Left hand holding a square piece, right hand holds a stanley knife against the wax. Fingers of the left hand are on the side of the stanley knife

Your fingers are safe from immediate danger and accidental danger as well.

DON'T hold the wax below the knife.

Left hand holding a square piece, right hand holds a stanley knife against the wax. Left hand is below the stanley knife, in danger of being cut

Even if the piece of wax is big and there is a large distance between your fingers and the knife. If the knife doesn’t go into the wax like you’re expecting it to, it quickly slips over the wax into your finger. Ask me how I know ;)

Don’t force it

DON’T try to push your knife through the wax in one go. Sure the knife is sharp, but the wax is thick and dense. It won’t work.

It’s more likely for the wax to crack and crumble next to the knife than it is for the knife to go deeper in the wax.

Hand holding a wax ring with a stanley knife cutting inside, on the left of teh stanley knife the wax is lighter indicating that it's crumbled away from the knife

And you’re probably using the knife for precision. The last thing you want is for wax to crumble away next to the knife!

Another risk of trying to force the knife through, is that the blade becomes loose in the handle. And when the blade is loose it’s no longer as accurate.
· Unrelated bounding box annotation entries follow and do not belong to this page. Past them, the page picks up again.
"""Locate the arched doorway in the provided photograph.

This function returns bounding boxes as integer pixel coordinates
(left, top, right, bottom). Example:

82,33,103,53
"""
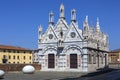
48,54,55,68
70,54,78,68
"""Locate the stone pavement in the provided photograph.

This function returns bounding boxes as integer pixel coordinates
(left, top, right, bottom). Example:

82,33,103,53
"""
0,69,115,80
2,71,86,80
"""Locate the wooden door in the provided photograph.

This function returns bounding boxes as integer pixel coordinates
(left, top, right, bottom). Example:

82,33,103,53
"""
70,54,77,68
48,54,55,68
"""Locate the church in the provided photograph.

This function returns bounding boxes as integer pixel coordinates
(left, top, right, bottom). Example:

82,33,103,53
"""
34,4,109,72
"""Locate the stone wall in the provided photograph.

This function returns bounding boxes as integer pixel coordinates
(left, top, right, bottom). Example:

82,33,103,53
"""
0,64,41,71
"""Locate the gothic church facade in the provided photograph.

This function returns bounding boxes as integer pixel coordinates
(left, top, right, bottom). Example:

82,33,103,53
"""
34,4,109,72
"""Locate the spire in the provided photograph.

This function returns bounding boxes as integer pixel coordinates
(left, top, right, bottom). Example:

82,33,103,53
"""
49,11,54,24
71,9,76,22
96,17,100,32
83,16,89,31
38,25,42,33
60,4,64,18
89,24,93,33
38,25,42,43
85,15,88,24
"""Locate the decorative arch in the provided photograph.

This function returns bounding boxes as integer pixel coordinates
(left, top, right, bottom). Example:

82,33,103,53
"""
43,46,57,54
63,45,82,53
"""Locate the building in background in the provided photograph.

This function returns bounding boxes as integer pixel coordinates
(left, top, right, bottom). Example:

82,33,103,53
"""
0,45,33,64
34,4,109,71
108,49,120,63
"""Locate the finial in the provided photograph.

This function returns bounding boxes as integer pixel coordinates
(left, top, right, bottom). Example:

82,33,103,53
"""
96,17,100,32
49,11,54,24
60,4,64,18
39,25,42,32
97,17,99,25
85,15,88,23
71,9,76,22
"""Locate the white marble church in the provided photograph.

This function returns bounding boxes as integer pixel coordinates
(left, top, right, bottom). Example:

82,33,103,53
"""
34,4,109,72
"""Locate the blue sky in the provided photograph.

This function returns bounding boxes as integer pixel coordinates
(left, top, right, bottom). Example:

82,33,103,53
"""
0,0,120,50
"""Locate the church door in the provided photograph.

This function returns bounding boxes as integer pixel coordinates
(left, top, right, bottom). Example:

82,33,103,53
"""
70,54,77,68
48,54,55,68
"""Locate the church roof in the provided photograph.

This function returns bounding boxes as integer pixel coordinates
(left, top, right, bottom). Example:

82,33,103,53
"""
0,45,29,50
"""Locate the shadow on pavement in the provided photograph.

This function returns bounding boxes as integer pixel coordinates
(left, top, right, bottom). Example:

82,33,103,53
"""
60,68,118,80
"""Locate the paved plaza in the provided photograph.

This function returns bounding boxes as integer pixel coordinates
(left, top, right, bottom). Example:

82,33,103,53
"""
2,71,85,80
0,70,120,80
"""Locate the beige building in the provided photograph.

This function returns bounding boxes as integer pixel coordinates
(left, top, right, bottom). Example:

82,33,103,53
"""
0,45,33,64
108,49,120,63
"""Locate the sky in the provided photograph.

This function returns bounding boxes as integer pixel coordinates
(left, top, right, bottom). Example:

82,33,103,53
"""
0,0,120,50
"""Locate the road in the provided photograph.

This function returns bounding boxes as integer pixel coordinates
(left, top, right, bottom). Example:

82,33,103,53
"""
0,70,120,80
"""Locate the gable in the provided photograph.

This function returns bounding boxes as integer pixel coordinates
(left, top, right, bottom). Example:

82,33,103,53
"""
64,22,83,42
43,25,57,43
54,19,69,38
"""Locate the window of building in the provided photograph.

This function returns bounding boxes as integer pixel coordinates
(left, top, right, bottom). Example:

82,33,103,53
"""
93,55,96,64
24,51,26,53
29,56,31,60
9,56,11,59
23,56,26,59
3,55,6,59
17,56,19,59
88,54,92,64
3,50,6,52
13,50,16,53
13,56,15,59
17,51,20,53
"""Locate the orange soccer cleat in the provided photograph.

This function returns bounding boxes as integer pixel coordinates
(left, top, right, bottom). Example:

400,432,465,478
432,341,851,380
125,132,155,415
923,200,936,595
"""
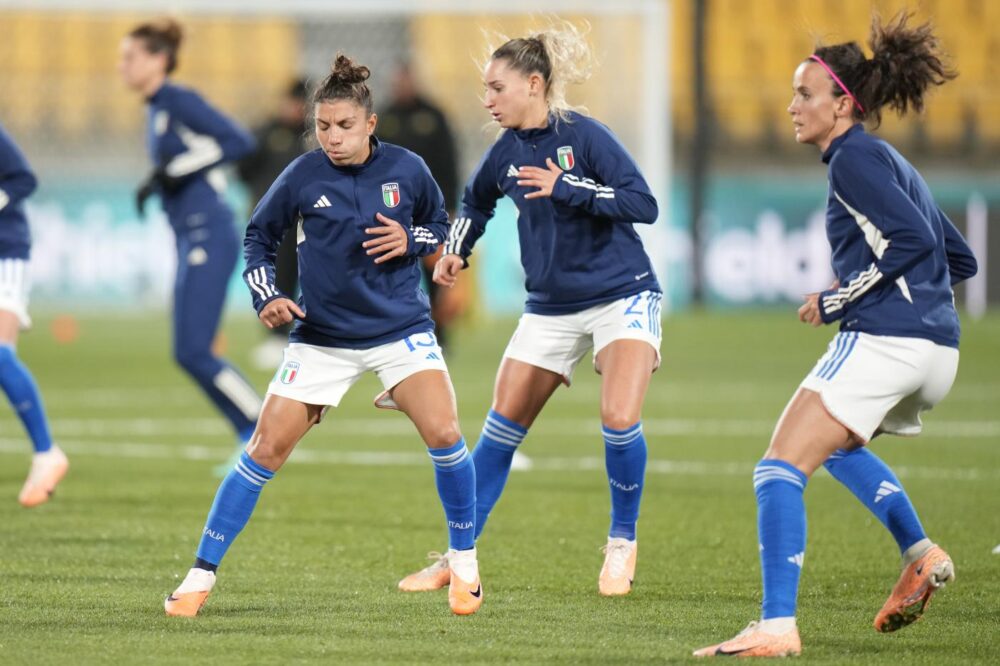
398,551,451,592
597,537,639,597
17,444,69,507
875,546,955,633
163,569,215,617
694,621,802,657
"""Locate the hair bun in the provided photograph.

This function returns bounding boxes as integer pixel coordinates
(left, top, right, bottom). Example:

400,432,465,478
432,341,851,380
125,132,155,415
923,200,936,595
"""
330,54,371,85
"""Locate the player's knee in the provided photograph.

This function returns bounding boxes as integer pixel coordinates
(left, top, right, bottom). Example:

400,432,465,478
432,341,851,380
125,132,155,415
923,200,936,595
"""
174,345,212,375
0,345,17,371
424,420,462,449
601,409,641,430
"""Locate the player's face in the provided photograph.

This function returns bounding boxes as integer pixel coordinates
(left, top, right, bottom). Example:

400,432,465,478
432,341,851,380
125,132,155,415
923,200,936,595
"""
483,60,545,129
118,37,167,90
788,61,850,150
316,99,377,166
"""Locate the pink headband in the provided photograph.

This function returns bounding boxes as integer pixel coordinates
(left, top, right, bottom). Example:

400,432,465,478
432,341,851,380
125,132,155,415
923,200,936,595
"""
809,54,865,113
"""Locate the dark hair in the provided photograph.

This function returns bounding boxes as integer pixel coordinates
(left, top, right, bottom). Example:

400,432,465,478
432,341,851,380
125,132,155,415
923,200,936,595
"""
490,19,593,119
313,53,375,115
813,10,958,127
128,18,184,74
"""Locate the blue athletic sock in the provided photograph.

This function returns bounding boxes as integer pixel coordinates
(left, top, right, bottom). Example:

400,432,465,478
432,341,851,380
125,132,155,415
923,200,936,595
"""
823,448,927,553
0,345,52,453
427,437,476,550
197,451,274,566
472,409,528,539
753,460,808,620
601,421,646,541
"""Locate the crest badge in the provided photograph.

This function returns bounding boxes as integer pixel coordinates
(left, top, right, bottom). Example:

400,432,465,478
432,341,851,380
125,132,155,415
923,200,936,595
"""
382,183,399,208
556,146,576,171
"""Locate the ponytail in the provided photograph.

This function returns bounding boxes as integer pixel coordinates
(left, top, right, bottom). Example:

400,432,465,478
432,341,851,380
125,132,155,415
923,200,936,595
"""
490,20,593,120
814,11,958,127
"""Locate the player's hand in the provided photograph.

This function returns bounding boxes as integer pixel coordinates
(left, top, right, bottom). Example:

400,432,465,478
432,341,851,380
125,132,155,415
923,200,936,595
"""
433,254,465,287
361,213,409,264
517,157,562,199
799,293,823,326
257,298,306,328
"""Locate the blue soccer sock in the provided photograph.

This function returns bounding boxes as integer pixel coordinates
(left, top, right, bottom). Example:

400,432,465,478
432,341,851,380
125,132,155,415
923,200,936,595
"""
753,460,808,620
195,452,274,568
472,409,528,539
601,421,646,541
427,437,476,550
823,448,927,553
0,345,52,453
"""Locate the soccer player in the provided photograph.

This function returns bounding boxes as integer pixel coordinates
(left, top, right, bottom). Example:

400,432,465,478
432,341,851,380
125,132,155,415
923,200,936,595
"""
695,13,977,657
166,55,483,616
118,19,260,470
0,126,69,507
399,22,662,596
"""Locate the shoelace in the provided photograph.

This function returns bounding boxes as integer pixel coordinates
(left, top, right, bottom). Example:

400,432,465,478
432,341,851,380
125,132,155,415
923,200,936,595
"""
601,543,630,578
421,550,448,575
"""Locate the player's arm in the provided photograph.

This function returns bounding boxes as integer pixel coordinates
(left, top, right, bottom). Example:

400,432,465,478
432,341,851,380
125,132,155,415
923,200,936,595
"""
938,209,979,286
243,163,305,328
162,90,257,178
0,128,38,211
442,149,503,268
518,122,659,224
819,146,937,323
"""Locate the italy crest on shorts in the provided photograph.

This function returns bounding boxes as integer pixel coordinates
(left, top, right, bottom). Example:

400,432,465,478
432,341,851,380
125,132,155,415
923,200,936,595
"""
556,146,576,171
280,361,299,384
382,183,399,208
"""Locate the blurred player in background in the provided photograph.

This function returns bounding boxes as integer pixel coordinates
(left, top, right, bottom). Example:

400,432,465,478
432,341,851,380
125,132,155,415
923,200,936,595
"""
399,23,661,596
118,19,260,469
0,126,69,507
236,79,311,370
695,12,977,657
165,55,483,616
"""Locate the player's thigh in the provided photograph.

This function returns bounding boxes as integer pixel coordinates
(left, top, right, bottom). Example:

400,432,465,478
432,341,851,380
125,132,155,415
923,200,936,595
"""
598,339,657,430
247,393,323,471
174,218,239,344
492,357,565,428
390,370,462,448
0,309,21,347
764,388,862,476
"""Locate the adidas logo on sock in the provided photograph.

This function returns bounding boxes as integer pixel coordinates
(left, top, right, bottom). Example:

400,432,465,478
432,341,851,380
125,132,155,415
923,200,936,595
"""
875,481,903,504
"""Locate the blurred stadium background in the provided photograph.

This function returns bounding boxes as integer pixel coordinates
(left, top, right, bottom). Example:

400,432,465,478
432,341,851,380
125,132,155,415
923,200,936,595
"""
0,0,1000,664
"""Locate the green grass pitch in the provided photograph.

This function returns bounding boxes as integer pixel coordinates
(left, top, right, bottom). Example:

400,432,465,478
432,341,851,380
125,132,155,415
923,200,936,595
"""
0,308,1000,666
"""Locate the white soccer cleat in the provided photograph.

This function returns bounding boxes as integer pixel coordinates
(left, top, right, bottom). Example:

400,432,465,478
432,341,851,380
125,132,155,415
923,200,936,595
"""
17,444,69,508
597,537,639,597
163,569,215,617
398,551,451,592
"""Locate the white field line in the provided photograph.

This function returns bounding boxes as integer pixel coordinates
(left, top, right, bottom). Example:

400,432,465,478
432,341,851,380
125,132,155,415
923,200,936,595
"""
0,412,1000,440
0,439,1000,483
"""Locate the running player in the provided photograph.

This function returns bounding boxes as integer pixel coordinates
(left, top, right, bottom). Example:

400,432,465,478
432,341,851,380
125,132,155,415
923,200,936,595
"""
166,55,483,616
399,22,661,596
695,12,977,657
0,126,69,507
118,19,260,470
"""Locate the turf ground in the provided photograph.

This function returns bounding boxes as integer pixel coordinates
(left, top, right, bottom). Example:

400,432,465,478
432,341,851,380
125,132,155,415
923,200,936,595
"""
0,310,1000,666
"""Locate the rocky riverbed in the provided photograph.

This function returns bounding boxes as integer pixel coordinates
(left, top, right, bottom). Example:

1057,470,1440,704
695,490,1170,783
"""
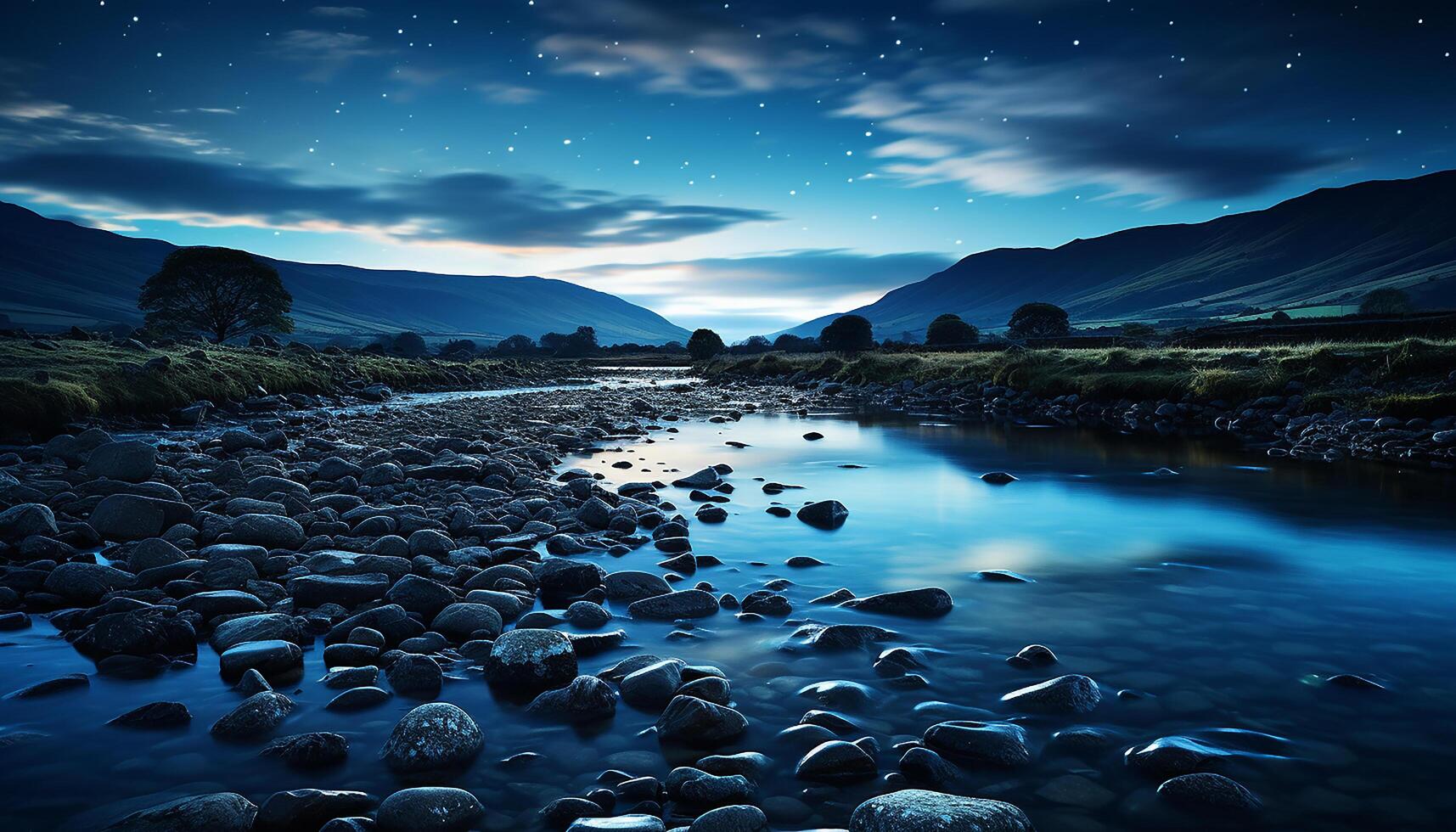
0,373,1450,832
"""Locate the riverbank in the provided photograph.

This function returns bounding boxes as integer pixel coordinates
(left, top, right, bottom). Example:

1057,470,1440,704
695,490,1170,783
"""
0,338,582,439
696,340,1456,469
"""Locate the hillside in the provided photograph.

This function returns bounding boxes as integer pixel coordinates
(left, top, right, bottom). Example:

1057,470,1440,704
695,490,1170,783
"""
788,171,1456,338
0,203,689,344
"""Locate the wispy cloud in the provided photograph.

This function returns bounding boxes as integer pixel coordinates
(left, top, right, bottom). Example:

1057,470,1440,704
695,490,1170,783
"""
0,99,225,155
0,151,774,252
537,0,862,96
271,29,391,80
835,59,1328,205
554,249,953,338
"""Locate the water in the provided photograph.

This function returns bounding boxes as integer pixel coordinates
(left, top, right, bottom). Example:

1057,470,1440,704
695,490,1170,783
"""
0,415,1456,832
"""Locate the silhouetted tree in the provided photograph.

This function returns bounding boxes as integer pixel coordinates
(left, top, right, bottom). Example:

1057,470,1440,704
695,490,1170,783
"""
1360,289,1415,315
820,315,875,352
137,246,293,344
1006,303,1071,338
542,326,597,358
495,335,536,356
925,312,981,346
687,329,723,362
440,338,475,358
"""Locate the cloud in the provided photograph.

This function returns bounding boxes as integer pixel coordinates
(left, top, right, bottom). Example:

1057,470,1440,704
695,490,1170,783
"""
552,249,953,338
0,99,225,155
0,151,776,250
309,6,370,19
475,82,542,104
271,29,391,80
537,0,862,96
835,59,1330,205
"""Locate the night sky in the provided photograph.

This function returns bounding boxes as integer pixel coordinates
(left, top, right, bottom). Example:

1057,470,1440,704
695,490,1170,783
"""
0,0,1456,338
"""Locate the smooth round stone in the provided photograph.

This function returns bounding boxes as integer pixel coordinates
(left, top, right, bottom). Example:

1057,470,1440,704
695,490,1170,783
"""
375,785,485,832
381,702,485,773
849,789,1034,832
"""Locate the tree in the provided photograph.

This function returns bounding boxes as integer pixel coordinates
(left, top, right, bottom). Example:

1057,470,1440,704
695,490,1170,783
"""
1360,289,1415,315
925,312,981,346
542,326,597,358
495,335,536,356
391,331,430,358
440,338,475,358
687,329,723,362
137,246,293,344
1006,303,1071,338
820,315,875,352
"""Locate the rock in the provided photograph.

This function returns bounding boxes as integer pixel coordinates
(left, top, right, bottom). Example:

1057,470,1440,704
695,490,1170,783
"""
526,676,617,722
566,814,666,832
849,789,1035,832
45,561,137,604
210,691,293,740
289,573,391,609
106,791,258,832
840,587,955,618
86,440,157,482
375,785,485,832
0,503,59,542
627,588,717,621
89,494,192,543
106,702,192,728
4,673,90,700
1002,675,1102,714
323,685,391,711
601,570,672,604
228,514,306,549
689,806,769,832
381,702,485,773
794,740,875,783
798,500,849,529
925,720,1031,767
485,629,576,696
656,696,749,746
1157,773,1264,814
76,608,197,660
253,789,377,832
1006,644,1057,670
220,638,303,682
621,659,684,711
258,732,350,767
385,653,444,700
430,602,505,643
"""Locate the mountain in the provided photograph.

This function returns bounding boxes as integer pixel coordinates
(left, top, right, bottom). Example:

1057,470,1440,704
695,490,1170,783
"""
0,203,689,344
788,171,1456,338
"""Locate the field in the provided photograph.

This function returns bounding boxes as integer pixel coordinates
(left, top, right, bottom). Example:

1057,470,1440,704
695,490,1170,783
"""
0,338,540,431
699,338,1456,417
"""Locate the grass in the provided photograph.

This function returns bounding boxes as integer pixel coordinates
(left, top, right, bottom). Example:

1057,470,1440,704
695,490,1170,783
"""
0,338,547,433
699,338,1456,415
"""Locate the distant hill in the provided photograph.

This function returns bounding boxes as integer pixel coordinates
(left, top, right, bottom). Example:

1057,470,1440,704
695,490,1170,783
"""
0,203,689,344
786,171,1456,338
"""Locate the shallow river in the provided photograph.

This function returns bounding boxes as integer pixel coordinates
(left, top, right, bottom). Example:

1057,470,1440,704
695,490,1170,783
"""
0,415,1456,832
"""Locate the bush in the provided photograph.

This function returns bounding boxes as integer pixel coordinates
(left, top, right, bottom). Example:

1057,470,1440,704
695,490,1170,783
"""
687,329,723,362
1006,303,1071,338
820,315,875,352
925,312,981,346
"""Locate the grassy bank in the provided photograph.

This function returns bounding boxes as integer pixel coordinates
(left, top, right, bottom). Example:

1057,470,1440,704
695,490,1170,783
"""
0,338,546,434
699,338,1456,417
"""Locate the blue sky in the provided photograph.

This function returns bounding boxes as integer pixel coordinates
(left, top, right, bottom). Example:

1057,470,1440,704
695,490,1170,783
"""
0,0,1456,338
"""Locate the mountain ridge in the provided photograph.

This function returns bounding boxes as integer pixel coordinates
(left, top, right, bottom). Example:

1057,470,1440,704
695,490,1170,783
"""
0,203,689,344
784,171,1456,338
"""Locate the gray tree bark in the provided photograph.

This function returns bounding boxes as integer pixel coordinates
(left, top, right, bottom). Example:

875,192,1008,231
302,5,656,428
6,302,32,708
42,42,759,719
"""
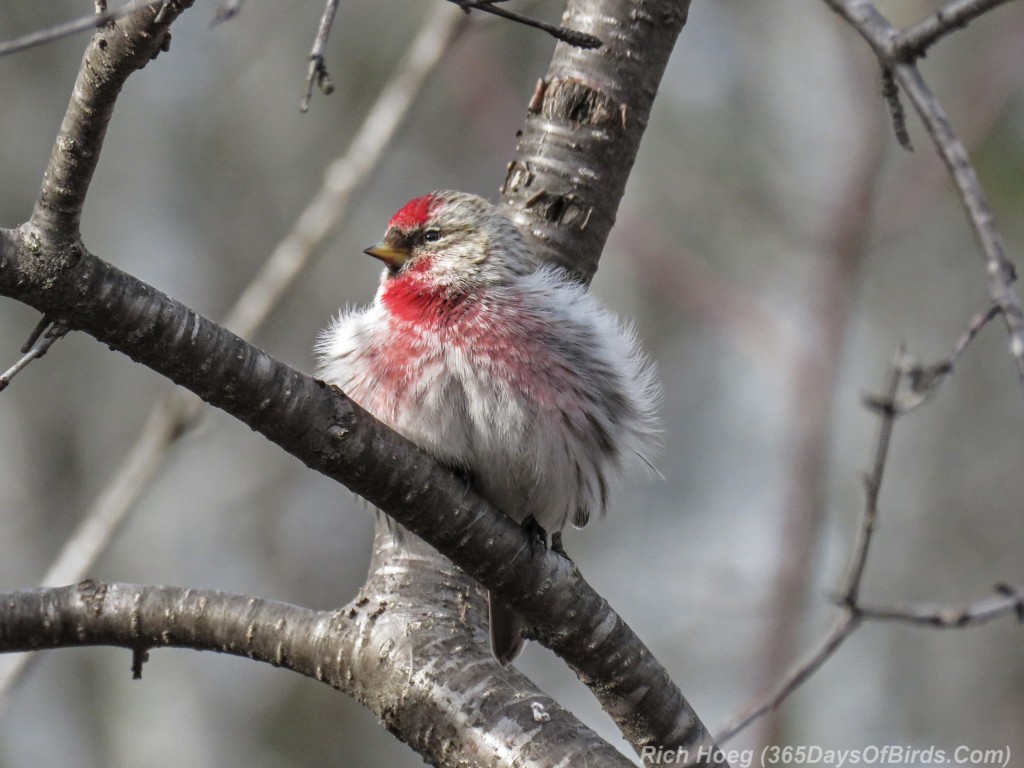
0,0,715,766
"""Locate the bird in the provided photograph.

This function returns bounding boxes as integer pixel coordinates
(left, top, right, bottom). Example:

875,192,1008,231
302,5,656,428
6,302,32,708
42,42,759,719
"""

It’s also more likely for the knife to slip and hurt you.

So what do you want to do?

Up and down

You want to place the knife where you want to cut and then move the knife up and down.

Piece of wax on a bench peg with a stanley knife inside it. The stanley knife is tilted up

Piece of wax on a bench peg with a stanley knife inside it. The stanley knife is tilted down

It’ll grip into the wax and the up and down motion slowly pushes it deeper into the wax.

Look, you don’t use a Stanley knife for speed. You use it for intricate details, tight spots and precision. So don’t rush it! Slow and steady gets you the best results.

When you can feel resistance from the knife and it’s no longer going in deeper, stop. If you keep going you run the risk of the wax crumbling away from the side again. Even when moving the knife up and down you can force the knife to cut more wax than it can handle.

So stop, remove the knife from the wax and start a new cut next to the one you just made.

Build it up

You can’t create a gap/remove a piece of wax in one go. You have to build it up slowly.

Look at the blade, it’s so thin!

Hand holding a stanley knife showing how thin the blade is

When you cut into the wax and remove the blade, the gap is pretty much invisible. No chance of creating any kind of opening with just one cut!

Hand holding a piece of wax. A red circle shows where a stanley knife has made a cut. The gap is really thin

So you build it up, cut by cut.

The easiest way to start, is by angling your first 2 cuts inward. You create a V-shaped piece of wax that you can remove when the second cut meets the first.

Piece of wax with a small V cut out from the edge

With this base, you can work on making the gap deeper, and the walls of the gap straighter. Keep making small cuts, removing small sections of wax. And eventually, you end up with the opening you are going for.

Piece of wax with the small V made into a bigger, straighter and deeper gap

And sometimes it’s not about creating a gap, but about removing unnecessary wax from the surface.

Piece of wax with a section of the corner cut down

The same thing applies here. Don’t try to remove the entire piece in one go. Slowly remove small pieces until all the excess wax is removed and you have the shape you want.